All Java home or BYOD users installing or upgrading the software should only use software obtained from the official Java site, because anything else might be malware in disguise. "Oracle recommends that Java home users visit Java.com to ensure that they are running the most recent version of Java SE and that all older versions of Java SE have been completely removed," Murray says.

This is the first time that Oracle has specifically recommended that users delete old Java. Back in December, the U.S. Federal Trade Commission announced it had settled a complaint with Oracle relating to it having failed to automatically replace all previous, insecure versions of Java when users installed a new version (see Nuke Old Java, FTC Tells Oracle).

Oracle Plans to Dump Plug-In

Oracle's emergency Java alert arrives just one week after the company announced that with the release of Java version 9 - due out Sept. 22 - it will no longer support the Java Web browser plug-in. That move is notable because known vulnerabilities in the plug-in have been regularly targeted by advanced persistent threat groups as well as crimeware toolkits, enabling them to compromise large numbers of PCs at once (see Cybercriminals Mourn Java Plug-In Death).

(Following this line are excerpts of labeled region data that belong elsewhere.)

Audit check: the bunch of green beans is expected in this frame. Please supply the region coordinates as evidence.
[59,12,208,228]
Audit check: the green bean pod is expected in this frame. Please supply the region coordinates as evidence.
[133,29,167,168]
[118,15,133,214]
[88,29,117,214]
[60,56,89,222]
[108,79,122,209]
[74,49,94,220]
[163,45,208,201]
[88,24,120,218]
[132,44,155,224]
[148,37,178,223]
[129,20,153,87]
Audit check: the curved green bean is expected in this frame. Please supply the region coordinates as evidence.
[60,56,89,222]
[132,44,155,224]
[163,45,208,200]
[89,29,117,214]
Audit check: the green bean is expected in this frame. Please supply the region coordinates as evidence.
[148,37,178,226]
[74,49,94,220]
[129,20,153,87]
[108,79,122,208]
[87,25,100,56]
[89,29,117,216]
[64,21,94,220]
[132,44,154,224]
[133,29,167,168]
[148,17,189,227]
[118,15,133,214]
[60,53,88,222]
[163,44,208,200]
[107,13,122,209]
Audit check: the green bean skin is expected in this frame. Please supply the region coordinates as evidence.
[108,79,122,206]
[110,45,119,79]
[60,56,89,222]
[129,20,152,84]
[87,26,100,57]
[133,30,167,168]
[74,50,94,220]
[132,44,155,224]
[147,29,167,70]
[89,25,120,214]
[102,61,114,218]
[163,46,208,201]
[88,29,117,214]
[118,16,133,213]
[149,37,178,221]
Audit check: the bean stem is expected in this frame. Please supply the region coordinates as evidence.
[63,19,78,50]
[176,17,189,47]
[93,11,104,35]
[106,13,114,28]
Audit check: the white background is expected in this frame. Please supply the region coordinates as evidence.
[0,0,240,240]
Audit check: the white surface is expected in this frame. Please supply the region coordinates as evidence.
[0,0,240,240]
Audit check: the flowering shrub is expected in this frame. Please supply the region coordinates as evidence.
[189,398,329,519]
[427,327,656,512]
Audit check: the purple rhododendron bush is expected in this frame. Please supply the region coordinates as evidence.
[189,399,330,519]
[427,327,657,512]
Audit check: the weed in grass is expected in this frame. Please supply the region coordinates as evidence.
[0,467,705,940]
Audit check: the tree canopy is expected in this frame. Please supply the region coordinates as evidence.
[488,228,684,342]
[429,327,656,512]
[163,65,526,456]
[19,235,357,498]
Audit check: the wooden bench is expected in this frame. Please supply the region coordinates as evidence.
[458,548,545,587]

Oracle has blamed its decision to drop the Java plug-in on browser makers' "removal of standards-based plug-in support" - meaning, they no longer supported the Java plug-in. That's an interesting spin, because the risk posed by the plug-in is arguably what drove browser makers to dump it. Indeed, according to software development firm NTT Innovation Institute, eight of the top 10 most-targeted software vulnerabilities in 2013 involved Java flaws, while Java accounted for four of the top 10 flaws in 2014.

Once Java 9 arrives, however, the plug-in won't magically disappear. "The reality is that the plug-in isn't going away - only support for the plug-in is," says Jake Williams, principal consultant at consultancy Rendition Infosec, in a recent SANS Institute research note. "Many organizations currently depend on the plug-in for browser-based Java applications that may no longer have developer support. Organizations without good software inventories need to start looking today for plugin-based applications that need to be migrated before the Java plug-in architecture stops receiving patches."

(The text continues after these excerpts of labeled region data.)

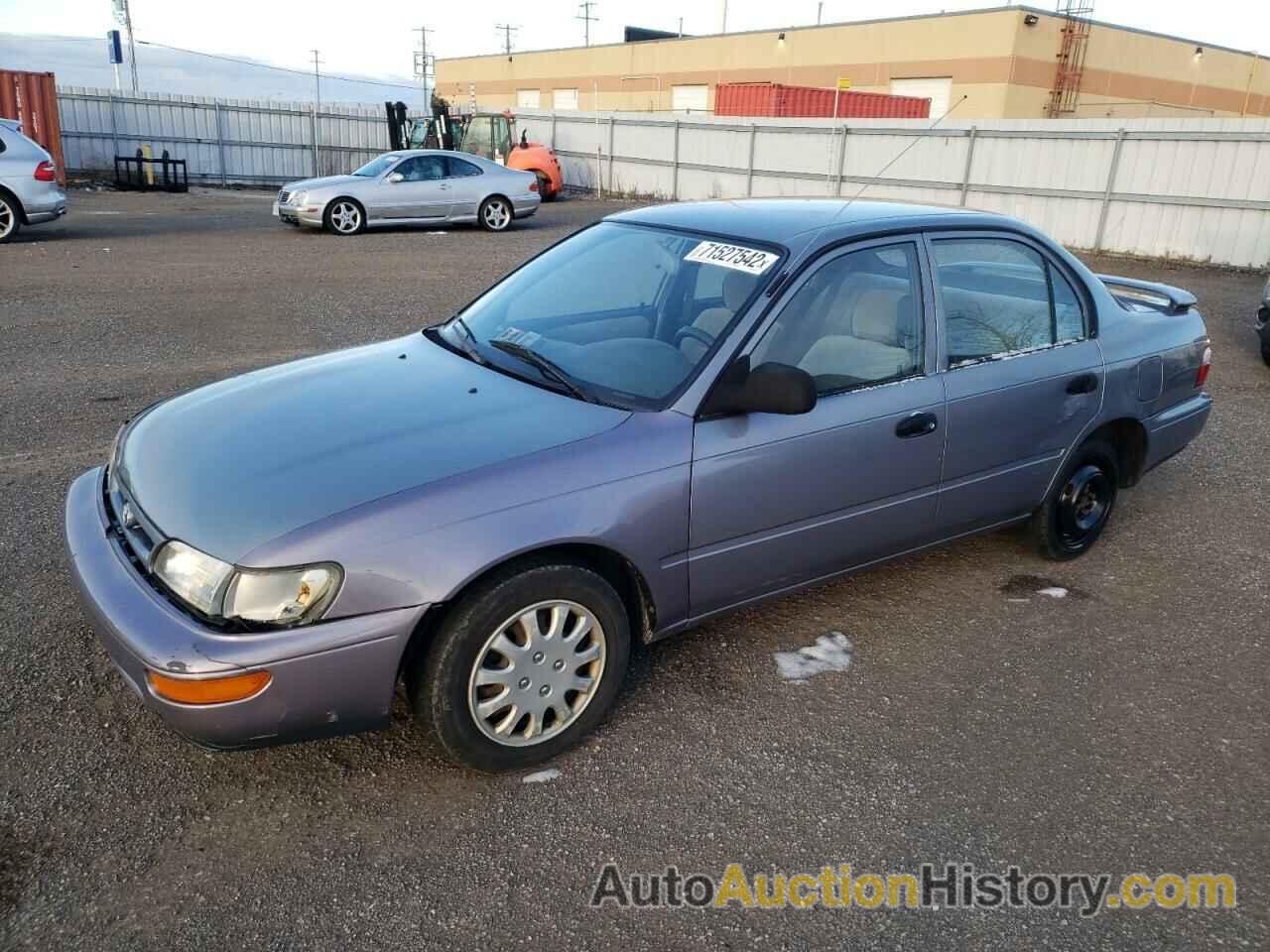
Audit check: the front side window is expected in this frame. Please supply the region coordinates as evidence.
[442,222,781,409]
[933,239,1085,367]
[750,242,925,395]
[394,155,445,181]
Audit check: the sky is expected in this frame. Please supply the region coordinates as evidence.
[0,0,1270,81]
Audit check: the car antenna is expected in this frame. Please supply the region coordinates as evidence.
[767,94,969,279]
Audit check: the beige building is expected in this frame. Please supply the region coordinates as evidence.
[437,6,1270,121]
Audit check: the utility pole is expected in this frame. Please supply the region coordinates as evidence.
[574,0,599,46]
[414,27,432,108]
[309,50,321,109]
[112,0,139,94]
[494,23,521,56]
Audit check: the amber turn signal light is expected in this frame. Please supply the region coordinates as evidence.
[146,671,273,704]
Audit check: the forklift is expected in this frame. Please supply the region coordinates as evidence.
[384,96,564,202]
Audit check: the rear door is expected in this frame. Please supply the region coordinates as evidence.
[927,232,1103,536]
[689,237,944,616]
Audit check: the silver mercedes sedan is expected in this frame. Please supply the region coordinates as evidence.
[273,149,541,235]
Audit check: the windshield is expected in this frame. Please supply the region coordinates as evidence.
[353,155,401,178]
[442,222,780,409]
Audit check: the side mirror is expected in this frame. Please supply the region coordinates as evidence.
[699,355,816,416]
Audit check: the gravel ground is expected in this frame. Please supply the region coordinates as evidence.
[0,191,1270,951]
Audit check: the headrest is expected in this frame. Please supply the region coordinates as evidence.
[852,289,912,346]
[722,272,754,313]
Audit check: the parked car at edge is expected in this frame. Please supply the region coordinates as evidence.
[1255,278,1270,364]
[0,119,66,242]
[273,149,541,235]
[66,199,1211,771]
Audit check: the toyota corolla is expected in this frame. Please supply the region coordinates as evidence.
[66,199,1211,771]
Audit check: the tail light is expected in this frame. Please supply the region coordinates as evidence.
[1195,346,1212,390]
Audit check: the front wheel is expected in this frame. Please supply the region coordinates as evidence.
[407,562,630,774]
[1031,441,1120,561]
[322,198,366,236]
[476,195,513,231]
[0,194,22,244]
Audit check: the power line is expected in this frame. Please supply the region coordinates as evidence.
[136,40,410,89]
[574,0,599,46]
[494,23,521,56]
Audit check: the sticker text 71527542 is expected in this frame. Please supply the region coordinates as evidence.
[684,241,780,274]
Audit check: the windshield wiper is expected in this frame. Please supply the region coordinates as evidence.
[490,340,599,404]
[452,316,489,364]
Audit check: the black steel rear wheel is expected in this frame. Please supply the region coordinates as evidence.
[1031,440,1120,561]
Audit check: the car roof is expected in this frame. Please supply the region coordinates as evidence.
[607,198,985,244]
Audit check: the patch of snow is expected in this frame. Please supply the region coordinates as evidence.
[772,631,852,681]
[521,767,560,783]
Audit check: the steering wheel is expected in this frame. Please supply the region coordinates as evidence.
[675,323,713,350]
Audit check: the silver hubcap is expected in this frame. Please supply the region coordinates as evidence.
[467,600,606,747]
[330,202,362,235]
[485,202,512,231]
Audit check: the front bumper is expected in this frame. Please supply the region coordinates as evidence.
[273,202,326,228]
[66,468,426,748]
[23,187,66,225]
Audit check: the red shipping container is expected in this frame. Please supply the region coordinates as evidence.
[715,82,931,119]
[0,69,66,185]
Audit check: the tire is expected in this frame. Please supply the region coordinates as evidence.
[407,561,631,774]
[321,198,366,237]
[0,191,22,245]
[476,195,514,231]
[1031,440,1120,562]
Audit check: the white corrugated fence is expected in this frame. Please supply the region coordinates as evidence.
[49,86,1270,267]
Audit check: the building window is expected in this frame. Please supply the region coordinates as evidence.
[671,85,710,113]
[890,76,952,119]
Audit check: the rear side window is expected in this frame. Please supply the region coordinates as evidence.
[445,156,481,178]
[933,239,1084,367]
[750,241,924,396]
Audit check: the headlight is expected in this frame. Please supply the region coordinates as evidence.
[154,539,344,626]
[154,539,234,615]
[225,563,341,625]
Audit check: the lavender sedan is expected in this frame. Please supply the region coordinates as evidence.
[66,199,1211,771]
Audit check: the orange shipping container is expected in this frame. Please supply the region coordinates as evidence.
[715,82,931,119]
[0,69,66,185]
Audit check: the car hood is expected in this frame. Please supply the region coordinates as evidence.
[117,334,630,562]
[283,176,371,191]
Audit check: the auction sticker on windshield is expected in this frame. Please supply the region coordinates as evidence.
[684,241,780,274]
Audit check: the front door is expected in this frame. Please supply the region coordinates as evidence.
[929,234,1103,536]
[380,155,449,221]
[689,239,944,616]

Plug-In Death Upsides: Overrated?

In the wake of Oracle revealing its plan to ditch the Java browser plug-in, I reached out to veteran Java bug hunter Adam Gowdiak, who heads Polish research firm Security Explorations. Gowdiak has uncovered dozens of vulnerabilities in Java in recent years.

Bad news: Gowdiak says it's not clear that Oracle's move will have any big security upsides, owing to its continued use of Java Web Start. Oracle says the technology gets automatically installed with every version of Java since version 5, and that "the Java Web Start software is launched automatically, when a Java application using Java Web Start technology is downloaded for the first time." Such applications are also known as JNLP files.

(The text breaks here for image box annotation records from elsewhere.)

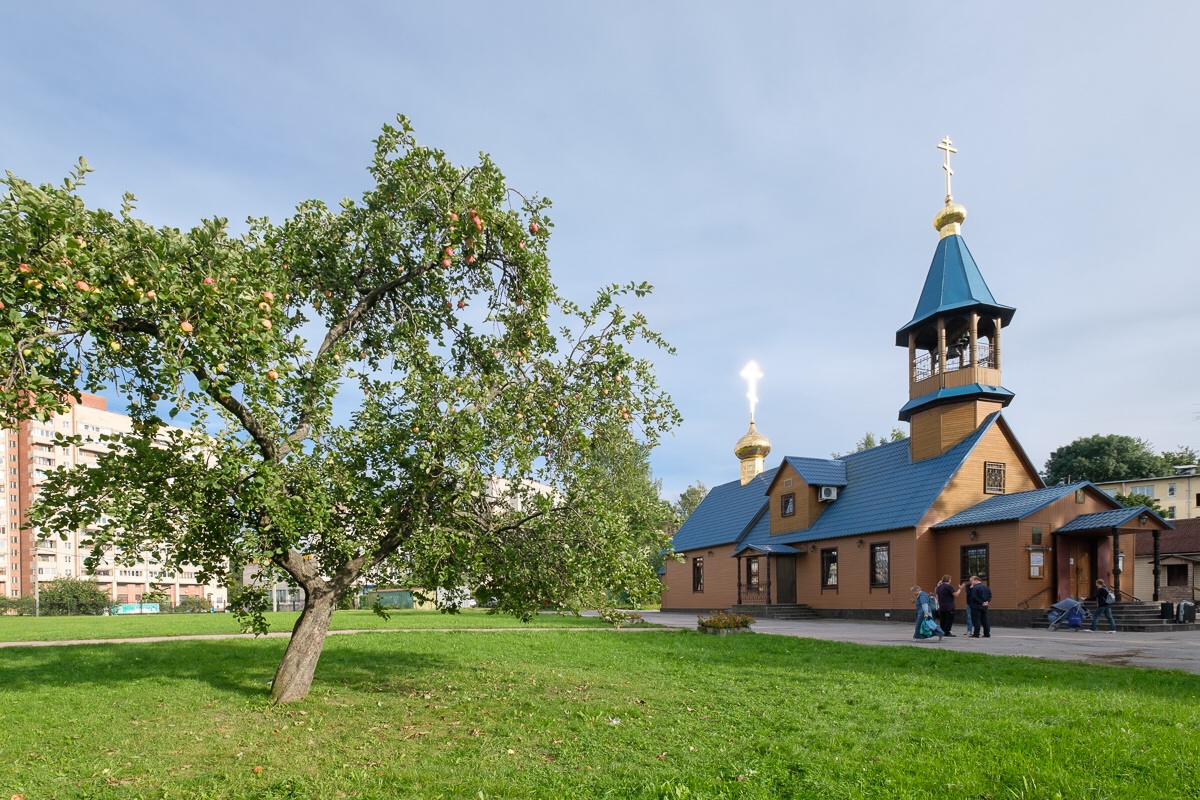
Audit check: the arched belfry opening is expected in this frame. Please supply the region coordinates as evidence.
[896,137,1016,461]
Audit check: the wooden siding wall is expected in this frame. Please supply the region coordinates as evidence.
[922,491,1135,608]
[768,461,824,535]
[662,545,739,610]
[796,528,912,612]
[910,401,1003,462]
[923,425,1042,528]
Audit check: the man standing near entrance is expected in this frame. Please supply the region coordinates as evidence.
[967,575,991,639]
[934,575,970,636]
[1084,581,1117,633]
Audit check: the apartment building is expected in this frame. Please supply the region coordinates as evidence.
[1096,464,1200,519]
[0,395,227,610]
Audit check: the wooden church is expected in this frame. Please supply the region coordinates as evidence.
[661,138,1171,624]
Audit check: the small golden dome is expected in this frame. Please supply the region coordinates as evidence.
[934,203,967,237]
[733,422,770,458]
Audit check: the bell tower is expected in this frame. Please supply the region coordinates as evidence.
[896,137,1016,462]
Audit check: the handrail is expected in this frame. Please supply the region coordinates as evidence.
[1016,587,1050,610]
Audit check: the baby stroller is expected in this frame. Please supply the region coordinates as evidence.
[1050,597,1092,631]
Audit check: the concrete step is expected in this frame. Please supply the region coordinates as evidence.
[731,603,821,621]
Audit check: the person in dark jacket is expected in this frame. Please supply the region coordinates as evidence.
[1084,581,1117,633]
[934,575,962,636]
[967,575,991,639]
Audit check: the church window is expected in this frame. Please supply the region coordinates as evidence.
[961,545,988,581]
[983,461,1004,494]
[821,547,838,589]
[779,492,796,517]
[871,543,892,587]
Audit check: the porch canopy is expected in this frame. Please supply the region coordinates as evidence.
[1055,506,1174,601]
[730,542,803,606]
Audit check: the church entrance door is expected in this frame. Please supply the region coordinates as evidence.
[775,555,796,603]
[1070,539,1092,597]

"Java applets and Web Start applications are pretty much the same ... from a security point of view," Gowdiak tells me. "They are both launched from a Web browser. They both make use of the underlying Java platform - runtime, classes, security, etc."

Attackers can also still launch Web Start applications from browsers, for example by creating a website that includes links to malicious JNLP files. "Oracle's move will not 'unlink' Java applications from Web browsers completely. It will only remove their one form - Java applets - and exploitation vector," he says. "The other form - Java Web Start applications - will likely be still there."

In other words, whenever someone installs Java, they will be installing Java Web Start, which still gives online attackers a potential way to exploit known flaws in Java. "In that context, it's hard to see Oracle's move as being a security improvement," Gowdiak says.

Oracle didn't immediately respond to a request for comment on Gowdiak's analysis.

But the attack scenario he outlines is not academic. The so-called Pawn Storm APT attack campaign, for example, which launched targeted attacks against the White House, NATO and others, has targeted Java Web Start technology, according to security firm Trend Micro.